Through Pearl, the author explores the psyche of someone who has been to the very brink of death, glimpsed the worst mankind can serve up, but manages to step back from the abyss and move on, despite the ultimate price that has to be paid later. To me, Pearl was the very essence of the book, the one voice which kept me reading even when the story became very difficult. Stasha, her twin and her polar opposite, offered the other perspective, although I never fully managed to get into Stasha’s head or understand what made her tick. I admit that due to the sheer horrors explored in the book, I was often tempted to abandon it, and it haunted me in my nightmares.

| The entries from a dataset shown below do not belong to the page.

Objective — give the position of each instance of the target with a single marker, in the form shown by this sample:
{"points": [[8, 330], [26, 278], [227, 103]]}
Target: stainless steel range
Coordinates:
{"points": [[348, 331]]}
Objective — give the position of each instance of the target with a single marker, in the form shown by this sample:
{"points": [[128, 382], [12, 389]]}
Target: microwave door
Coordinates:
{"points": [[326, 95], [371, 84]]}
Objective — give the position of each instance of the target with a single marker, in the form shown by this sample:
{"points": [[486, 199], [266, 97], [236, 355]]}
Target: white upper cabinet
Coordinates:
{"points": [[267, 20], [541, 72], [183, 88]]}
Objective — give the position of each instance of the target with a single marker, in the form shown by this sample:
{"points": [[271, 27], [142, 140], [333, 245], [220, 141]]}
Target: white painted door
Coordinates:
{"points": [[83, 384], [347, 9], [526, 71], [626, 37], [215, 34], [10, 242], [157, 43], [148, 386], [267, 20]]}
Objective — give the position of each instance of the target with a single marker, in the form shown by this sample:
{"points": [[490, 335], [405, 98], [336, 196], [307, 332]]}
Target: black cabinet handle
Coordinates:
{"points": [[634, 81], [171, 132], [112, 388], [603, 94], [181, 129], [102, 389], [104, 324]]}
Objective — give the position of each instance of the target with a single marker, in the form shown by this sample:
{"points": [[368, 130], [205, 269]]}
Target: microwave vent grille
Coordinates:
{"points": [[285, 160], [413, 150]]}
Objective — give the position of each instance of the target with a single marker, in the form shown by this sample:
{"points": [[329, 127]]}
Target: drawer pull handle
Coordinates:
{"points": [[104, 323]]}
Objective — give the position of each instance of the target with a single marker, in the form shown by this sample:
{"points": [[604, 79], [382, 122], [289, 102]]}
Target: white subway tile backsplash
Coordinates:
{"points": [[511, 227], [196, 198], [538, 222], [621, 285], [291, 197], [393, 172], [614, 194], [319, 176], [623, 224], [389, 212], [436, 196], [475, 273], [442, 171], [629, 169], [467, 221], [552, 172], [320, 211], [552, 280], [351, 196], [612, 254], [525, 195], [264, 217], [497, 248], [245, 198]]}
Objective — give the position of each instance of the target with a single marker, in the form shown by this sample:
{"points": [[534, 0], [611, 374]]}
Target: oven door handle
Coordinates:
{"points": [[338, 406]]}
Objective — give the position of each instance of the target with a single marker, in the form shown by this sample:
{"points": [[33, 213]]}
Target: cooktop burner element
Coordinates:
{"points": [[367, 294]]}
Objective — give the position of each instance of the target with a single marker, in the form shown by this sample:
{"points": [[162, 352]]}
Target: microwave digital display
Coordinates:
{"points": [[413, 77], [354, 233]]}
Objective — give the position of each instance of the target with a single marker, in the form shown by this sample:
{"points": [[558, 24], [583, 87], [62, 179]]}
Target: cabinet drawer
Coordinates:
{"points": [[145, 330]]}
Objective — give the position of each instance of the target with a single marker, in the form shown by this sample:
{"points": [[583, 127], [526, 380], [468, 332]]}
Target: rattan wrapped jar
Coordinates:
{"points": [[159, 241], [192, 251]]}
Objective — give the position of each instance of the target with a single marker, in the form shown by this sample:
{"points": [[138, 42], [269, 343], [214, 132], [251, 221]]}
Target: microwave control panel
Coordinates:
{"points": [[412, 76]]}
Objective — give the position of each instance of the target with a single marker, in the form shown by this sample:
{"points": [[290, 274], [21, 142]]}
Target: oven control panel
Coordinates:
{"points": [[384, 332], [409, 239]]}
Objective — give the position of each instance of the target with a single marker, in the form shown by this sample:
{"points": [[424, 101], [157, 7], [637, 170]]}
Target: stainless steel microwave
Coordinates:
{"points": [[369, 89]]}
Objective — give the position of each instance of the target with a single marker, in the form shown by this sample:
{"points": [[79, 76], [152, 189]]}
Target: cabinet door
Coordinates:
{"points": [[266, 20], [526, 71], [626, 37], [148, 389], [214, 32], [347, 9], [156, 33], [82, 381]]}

What was missing for me was a sense of time and place. Perhaps this was due to the fact that the main characters are children, whose sense of reality is blurry at times. I found it difficult to visualise both the setting as well as the supporting characters, and the whole atmosphere took on a slightly surreal, often bizarre quality in the vein of Miss Peregrine’s Home for Peculiar Children.  Perhaps it was the author’s intention to cloak the horrors in a kaleidoscope of peculiar, nightmarish images. However, I found that for me the cost of this approach was the authenticity of the main characters, and I often found myself floundering as I tried to follow the storyline. By masking the perpetrators and their victims in bizarre imagery, giving it the atmosphere of a freakish travelling carnival, it made it difficult for me to truly grasp its depth and meaning.

To sum it all up, this is definitely not a book for the faint-hearted, due to the horrific subject matter. Nor will its style work for everyone, as the mixed reviews which have been posted on Goodreads clearly show. Although I managed to glimpse the occasional insight through Pearl’s voice, I belong to the group of readers who found the book difficult due to its writing style. This is by no means a criticism on the author, who has obviously done her research and knows her subject matter very well, , but simply a personal preference. Readers who enjoy historical fiction, especially set in WWII, should definitely pick it up and make up their own minds.


Thank you to Netgalley and the publisher for providing me with a free electronic copy of this novel in exchange for an honest review. Please note that the final product may vary slightly from the one I have reviewed.